X's Open-Source Algorithm Rules Analyzed

Published by The Daily Scout

What happened

An analysis of X's open-source recommendation algorithm reveals several content ranking rules. The algorithm is shown to reward topical authority and follower-to-following ratios, provide a boost for verified accounts, and penalize users with high tweet deletion rates.

Why it matters

- The recommendation system operates on a three-stage pipeline to handle the scale of 500 million daily tweets: first sourcing ~1,500 candidate tweets, then ranking them with a machine learning model, and finally applying filters for diversity and safety. - The "For You" timeline is a mix of about 50% "in-network" tweets from followed accounts and 50% "out-of-network" tweets discovered by the algorithm. In-network content is retrieved from an in-memory cache system named "Thunder" for sub-millisecond latency. - Out-of-network candidates are primarily found using "SimClusters," a method that uses matrix factorization to identify communities of users with similar interests, and a two-tower neural network that generates embeddings for users and tweets to find content that is mathematically similar to a user's interests. - The core ranking model, named "Phoenix," is a Grok-based Transformer model that predicts the probability of various engagements, such as likes, replies, and reposts. This replaced an older neural network that had approximately 48 million parameters. - Unlike Netflix's hybrid filtering or YouTube's focus on watch time, X's system explicitly avoids most hand-engineered features like post length or media type, relying on the Transformer model to learn relevance directly from user interaction sequences. - After scoring, a series of heuristics are applied, including an "author diversity" filter to prevent too many consecutive tweets from one account and "feedback-based fatigue" which reduces the score of tweets that have received negative user feedback. - The open-source code is primarily written in Scala, a language often used for large-scale distributed systems, with the main service orchestrating the timeline called Home Mixer.

Key numbers

  • - The recommendation system operates on a three-stage pipeline to handle the scale of 500 million daily tweets: first sourcing ~1,500 candidate tweets, then ranking them with a machine learning model, and finally applying filters for diversity and safety.
  • The "For You" timeline is a mix of about 50% "in-network" tweets from followed accounts and 50% "out-of-network" tweets discovered by the algorithm.
  • This replaced an older neural network that had approximately 48 million parameters.

Quick answers

What happened in X's Open-Source Algorithm Rules Analyzed?

An analysis of X's open-source recommendation algorithm reveals several content ranking rules. The algorithm is shown to reward topical authority and follower-to-following ratios, provide a boost for verified accounts, and penalize users with high tweet deletion rates.

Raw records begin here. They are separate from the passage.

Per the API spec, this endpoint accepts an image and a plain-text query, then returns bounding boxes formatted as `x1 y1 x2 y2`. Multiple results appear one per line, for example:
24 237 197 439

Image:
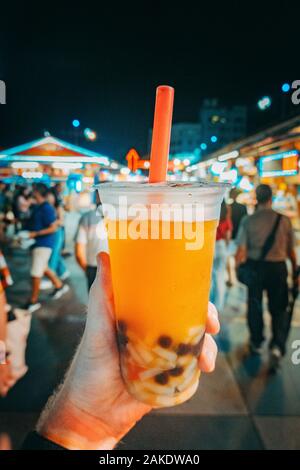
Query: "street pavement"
0 241 300 450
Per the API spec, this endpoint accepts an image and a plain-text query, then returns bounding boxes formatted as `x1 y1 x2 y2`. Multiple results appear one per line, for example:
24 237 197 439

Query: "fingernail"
205 349 217 366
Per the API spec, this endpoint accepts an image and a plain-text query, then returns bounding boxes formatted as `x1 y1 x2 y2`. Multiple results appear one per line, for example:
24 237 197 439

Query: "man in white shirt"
75 196 108 290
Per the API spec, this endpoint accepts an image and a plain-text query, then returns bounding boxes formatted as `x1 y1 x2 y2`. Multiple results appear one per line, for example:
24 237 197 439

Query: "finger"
198 334 218 372
206 302 220 335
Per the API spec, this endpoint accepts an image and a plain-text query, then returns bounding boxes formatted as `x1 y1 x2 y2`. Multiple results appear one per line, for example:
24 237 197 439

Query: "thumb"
96 251 113 301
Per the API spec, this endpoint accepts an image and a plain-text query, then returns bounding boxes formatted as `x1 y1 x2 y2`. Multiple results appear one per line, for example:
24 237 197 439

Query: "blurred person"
75 191 108 290
22 183 69 312
0 433 11 450
53 183 64 205
229 188 247 240
236 184 297 371
0 250 13 397
0 181 6 213
227 188 247 287
47 190 69 281
210 201 232 313
13 186 33 232
22 253 220 450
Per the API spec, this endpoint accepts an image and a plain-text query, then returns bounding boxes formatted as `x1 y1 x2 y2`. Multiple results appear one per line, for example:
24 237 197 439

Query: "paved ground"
0 233 300 449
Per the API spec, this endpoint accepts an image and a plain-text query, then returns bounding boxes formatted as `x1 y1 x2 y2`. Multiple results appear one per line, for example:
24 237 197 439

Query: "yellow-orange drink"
99 183 224 407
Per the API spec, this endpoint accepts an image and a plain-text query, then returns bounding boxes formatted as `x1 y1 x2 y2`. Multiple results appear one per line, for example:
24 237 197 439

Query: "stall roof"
0 136 117 166
202 114 300 162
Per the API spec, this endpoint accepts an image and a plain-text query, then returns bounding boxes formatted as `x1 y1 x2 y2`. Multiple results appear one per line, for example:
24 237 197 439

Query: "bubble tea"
99 182 226 407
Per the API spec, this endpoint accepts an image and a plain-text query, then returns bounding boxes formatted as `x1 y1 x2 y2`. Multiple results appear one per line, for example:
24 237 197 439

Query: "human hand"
38 253 220 450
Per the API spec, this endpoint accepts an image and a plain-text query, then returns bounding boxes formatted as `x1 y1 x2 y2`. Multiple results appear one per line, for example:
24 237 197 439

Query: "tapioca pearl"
168 367 184 377
192 339 203 357
177 343 192 356
117 331 128 349
117 320 127 333
158 335 172 348
154 372 169 385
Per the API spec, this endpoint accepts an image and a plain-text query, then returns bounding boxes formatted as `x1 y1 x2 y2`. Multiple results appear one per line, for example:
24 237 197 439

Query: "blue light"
257 96 272 111
281 83 291 93
72 119 80 127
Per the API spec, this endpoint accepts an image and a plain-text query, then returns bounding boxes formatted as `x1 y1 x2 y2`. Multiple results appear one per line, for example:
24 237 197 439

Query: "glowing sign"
259 150 299 177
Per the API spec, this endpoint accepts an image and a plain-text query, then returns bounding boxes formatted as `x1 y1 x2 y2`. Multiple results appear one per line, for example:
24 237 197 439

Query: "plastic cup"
98 182 228 407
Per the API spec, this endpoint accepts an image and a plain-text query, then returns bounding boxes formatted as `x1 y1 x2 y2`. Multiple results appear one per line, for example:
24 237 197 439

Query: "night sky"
0 1 300 160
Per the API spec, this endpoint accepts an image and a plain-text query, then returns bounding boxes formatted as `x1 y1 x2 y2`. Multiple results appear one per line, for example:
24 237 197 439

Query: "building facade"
199 99 247 150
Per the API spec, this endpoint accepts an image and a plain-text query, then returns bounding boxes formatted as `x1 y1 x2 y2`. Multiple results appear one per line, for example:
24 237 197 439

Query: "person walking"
75 191 108 290
47 190 70 281
236 184 297 371
22 183 69 312
210 201 232 313
227 188 247 287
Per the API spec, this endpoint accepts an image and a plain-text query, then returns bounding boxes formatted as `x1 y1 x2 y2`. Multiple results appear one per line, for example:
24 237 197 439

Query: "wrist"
37 390 118 450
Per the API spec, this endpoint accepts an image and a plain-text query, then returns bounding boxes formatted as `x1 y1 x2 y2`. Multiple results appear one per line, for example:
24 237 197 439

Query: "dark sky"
0 1 300 159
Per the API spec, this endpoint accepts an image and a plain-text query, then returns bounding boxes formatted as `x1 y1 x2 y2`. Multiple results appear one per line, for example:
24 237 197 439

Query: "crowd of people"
210 184 299 372
0 182 299 448
0 182 107 396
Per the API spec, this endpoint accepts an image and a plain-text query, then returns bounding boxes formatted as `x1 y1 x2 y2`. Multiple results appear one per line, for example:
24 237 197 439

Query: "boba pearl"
158 335 172 348
168 367 183 377
177 343 192 356
154 372 169 385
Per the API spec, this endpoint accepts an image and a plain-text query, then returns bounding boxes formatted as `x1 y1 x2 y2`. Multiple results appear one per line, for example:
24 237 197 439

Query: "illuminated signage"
259 150 299 177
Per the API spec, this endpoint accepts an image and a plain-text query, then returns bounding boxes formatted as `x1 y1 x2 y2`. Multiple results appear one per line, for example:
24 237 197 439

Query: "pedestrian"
210 201 232 313
236 184 297 370
0 250 13 397
14 186 32 232
75 191 108 290
227 188 247 287
47 190 70 281
23 183 69 312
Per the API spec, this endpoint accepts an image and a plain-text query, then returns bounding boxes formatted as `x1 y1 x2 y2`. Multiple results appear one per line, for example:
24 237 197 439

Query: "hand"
0 361 14 397
38 253 220 450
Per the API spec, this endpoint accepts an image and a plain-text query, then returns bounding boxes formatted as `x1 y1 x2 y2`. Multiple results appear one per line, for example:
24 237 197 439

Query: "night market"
0 2 300 458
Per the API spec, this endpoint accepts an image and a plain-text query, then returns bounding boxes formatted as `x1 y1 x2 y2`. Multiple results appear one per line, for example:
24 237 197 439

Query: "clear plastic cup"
98 181 228 407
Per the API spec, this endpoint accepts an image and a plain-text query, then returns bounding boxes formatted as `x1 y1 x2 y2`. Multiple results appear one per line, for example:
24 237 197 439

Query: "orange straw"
149 85 174 183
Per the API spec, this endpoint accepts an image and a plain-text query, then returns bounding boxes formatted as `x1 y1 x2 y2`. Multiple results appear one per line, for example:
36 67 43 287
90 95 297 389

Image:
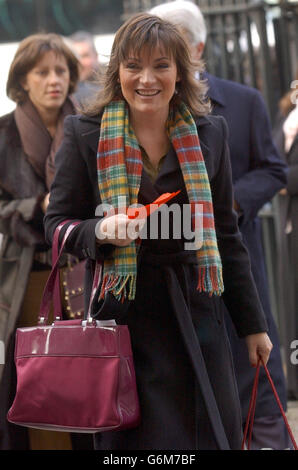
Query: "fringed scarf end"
197 266 224 296
99 274 137 302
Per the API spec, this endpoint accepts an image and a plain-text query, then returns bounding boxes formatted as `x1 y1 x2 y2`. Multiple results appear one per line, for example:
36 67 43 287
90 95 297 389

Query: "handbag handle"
38 220 80 325
241 357 298 450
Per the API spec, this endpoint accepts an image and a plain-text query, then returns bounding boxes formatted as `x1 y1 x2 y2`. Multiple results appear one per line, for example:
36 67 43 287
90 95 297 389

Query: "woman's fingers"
96 214 146 246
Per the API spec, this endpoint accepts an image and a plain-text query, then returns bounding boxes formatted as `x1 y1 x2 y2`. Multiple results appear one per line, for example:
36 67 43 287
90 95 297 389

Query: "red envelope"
127 189 181 219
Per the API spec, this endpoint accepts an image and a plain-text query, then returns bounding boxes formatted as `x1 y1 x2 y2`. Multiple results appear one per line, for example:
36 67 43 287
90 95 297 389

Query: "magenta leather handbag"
7 221 140 433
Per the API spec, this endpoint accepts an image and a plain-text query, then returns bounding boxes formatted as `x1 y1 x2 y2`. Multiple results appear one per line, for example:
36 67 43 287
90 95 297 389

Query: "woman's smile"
119 46 179 115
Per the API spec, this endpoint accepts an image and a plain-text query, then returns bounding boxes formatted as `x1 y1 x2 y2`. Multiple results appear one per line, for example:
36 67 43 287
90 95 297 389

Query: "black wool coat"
45 112 267 450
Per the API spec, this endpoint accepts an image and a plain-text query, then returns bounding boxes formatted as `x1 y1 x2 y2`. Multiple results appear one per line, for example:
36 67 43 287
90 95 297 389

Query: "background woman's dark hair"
6 33 79 104
279 70 298 116
83 13 210 116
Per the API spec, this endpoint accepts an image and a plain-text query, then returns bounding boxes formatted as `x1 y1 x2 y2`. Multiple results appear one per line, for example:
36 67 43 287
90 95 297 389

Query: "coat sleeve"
211 118 268 337
234 92 287 224
0 187 44 246
44 116 111 260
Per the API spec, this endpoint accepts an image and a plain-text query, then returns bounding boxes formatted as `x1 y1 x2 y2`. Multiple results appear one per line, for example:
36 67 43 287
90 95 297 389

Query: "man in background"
150 0 291 449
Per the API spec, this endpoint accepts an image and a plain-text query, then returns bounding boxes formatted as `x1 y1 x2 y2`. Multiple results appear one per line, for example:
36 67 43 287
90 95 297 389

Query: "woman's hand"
95 214 146 246
245 333 273 367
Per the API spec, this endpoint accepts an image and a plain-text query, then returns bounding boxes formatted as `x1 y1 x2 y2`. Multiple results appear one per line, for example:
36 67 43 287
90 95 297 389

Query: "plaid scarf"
97 100 223 300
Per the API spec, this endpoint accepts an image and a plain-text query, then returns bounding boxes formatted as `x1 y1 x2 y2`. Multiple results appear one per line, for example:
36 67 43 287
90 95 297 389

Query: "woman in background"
273 73 298 400
0 34 79 450
45 14 272 450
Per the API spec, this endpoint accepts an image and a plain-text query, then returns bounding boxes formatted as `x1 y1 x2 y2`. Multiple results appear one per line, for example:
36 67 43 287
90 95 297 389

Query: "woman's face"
119 43 179 116
22 51 70 113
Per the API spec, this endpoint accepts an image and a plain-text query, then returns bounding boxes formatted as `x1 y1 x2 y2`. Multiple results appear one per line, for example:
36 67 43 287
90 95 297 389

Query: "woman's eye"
56 68 66 75
126 62 139 69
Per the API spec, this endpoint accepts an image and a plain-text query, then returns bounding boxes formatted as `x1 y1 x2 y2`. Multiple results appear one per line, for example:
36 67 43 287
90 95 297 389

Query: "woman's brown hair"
84 13 210 116
6 33 79 104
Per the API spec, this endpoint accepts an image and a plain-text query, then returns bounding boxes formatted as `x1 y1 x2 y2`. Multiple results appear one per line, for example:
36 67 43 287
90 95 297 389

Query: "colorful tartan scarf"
97 100 223 300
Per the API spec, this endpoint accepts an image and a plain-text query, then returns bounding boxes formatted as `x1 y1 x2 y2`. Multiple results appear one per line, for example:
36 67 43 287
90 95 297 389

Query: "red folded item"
127 189 181 219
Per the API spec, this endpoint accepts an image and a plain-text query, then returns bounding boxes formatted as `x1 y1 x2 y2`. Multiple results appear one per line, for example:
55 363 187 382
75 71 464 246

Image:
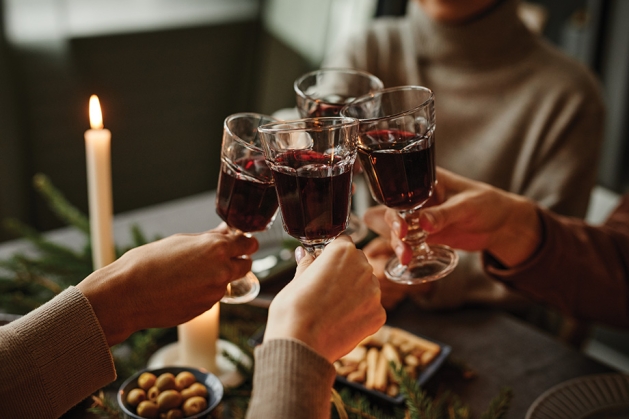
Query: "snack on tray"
334 325 441 397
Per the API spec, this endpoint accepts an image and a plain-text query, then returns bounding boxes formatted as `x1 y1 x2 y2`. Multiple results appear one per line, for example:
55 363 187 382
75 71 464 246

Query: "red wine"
358 130 435 210
272 150 352 241
216 156 278 232
306 95 356 118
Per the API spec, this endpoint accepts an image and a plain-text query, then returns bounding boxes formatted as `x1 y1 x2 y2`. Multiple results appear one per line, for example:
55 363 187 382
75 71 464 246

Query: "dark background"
0 0 629 241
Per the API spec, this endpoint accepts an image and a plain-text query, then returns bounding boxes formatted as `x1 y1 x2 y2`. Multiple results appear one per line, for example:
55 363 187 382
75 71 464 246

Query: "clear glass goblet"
293 68 384 243
258 117 358 257
341 86 458 284
216 113 278 304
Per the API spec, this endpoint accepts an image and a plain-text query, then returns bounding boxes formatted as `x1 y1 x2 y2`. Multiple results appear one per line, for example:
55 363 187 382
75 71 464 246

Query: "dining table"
0 191 614 419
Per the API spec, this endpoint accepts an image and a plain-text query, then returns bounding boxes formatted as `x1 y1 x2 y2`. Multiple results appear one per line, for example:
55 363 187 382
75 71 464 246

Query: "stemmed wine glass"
258 117 358 257
341 86 458 284
293 68 384 242
216 113 278 304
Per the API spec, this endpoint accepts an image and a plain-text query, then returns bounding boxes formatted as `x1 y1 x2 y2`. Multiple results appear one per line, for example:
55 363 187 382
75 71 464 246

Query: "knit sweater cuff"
10 287 116 416
247 339 335 419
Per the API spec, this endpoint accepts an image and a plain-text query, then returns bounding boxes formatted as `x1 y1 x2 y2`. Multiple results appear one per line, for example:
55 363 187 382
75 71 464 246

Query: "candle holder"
147 303 251 387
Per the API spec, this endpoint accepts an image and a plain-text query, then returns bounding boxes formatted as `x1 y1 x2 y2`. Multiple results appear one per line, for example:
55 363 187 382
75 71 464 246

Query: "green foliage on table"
0 174 156 314
0 174 513 419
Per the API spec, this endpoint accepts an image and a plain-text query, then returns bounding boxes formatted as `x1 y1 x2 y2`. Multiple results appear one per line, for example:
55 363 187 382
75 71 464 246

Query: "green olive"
155 372 177 391
183 396 207 416
127 388 146 406
159 409 183 419
146 386 160 402
136 400 159 419
157 390 183 412
138 372 157 391
181 383 207 400
175 371 197 391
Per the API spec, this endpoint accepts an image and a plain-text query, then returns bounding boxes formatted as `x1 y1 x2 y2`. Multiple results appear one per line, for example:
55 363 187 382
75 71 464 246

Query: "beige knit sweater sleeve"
247 339 335 419
0 287 116 419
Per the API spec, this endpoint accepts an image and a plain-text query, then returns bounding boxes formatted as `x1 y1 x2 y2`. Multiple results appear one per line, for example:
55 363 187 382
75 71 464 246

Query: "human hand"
264 236 386 362
381 168 542 266
77 223 258 346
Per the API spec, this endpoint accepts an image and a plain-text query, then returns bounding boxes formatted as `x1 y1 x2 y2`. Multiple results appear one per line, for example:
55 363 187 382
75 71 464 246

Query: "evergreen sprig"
0 174 513 419
0 174 159 314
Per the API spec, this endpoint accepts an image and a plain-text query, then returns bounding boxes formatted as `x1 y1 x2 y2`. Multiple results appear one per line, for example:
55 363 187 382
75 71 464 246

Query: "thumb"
419 196 466 234
295 246 314 278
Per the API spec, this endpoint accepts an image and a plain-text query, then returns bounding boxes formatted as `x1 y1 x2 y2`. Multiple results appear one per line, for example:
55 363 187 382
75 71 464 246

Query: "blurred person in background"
323 0 605 313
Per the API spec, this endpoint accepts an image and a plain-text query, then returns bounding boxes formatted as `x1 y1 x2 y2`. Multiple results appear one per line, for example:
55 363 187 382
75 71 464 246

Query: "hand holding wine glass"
258 117 358 256
216 113 278 304
341 86 458 284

Why does X's Open-Source Algorithm Rules Analyzed matter?

The recommendation system operates on a three-stage pipeline to handle the scale of 500 million daily tweets: first sourcing ~1,500 candidate tweets, then ranking them with a machine learning model, and finally applying filters for diversity and safety. The "For You" timeline is a mix of about 50% "in-network" tweets from followed accounts and 50% "out-of-network" tweets discovered by the algorithm. In-network content is retrieved from an in-memory cache system named "Thunder" for sub-millisecond latency. Out-of-network candidates are primarily found using "SimClusters," a method that uses matrix factorization to identify communities of users with similar interests, and a two-tower neural network that generates embeddings for users and tweets to find content that is mathematically similar to a user's interests. The core ranking model, named "Phoenix," is a Grok-based Transformer model that predicts the probability of various engagements, such as likes, replies, and reposts. This replaced an older neural network that had approximately 48 million parameters. Unlike Netflix's hybrid filtering or YouTube's focus on watch time, X's system explicitly avoids most hand-engineered features like post length or media type, relying on the Transformer model to learn relevance directly from user interaction sequences. After scoring, a series of heuristics are applied, including an "author diversity" filter to prevent too many consecutive tweets from one account and "feedback-based fatigue" which reduces the score of tweets that have received negative user feedback. The open-source code is primarily written in Scala, a language often used for large-scale distributed systems, with the main service orchestrating the timeline called Home Mixer.

Get your own daily briefing

Scout delivers personalized news, insights, and conversations tailored to your role and industry.

Download on the App Store

Published by The Daily Scout - Be the smartest in the room.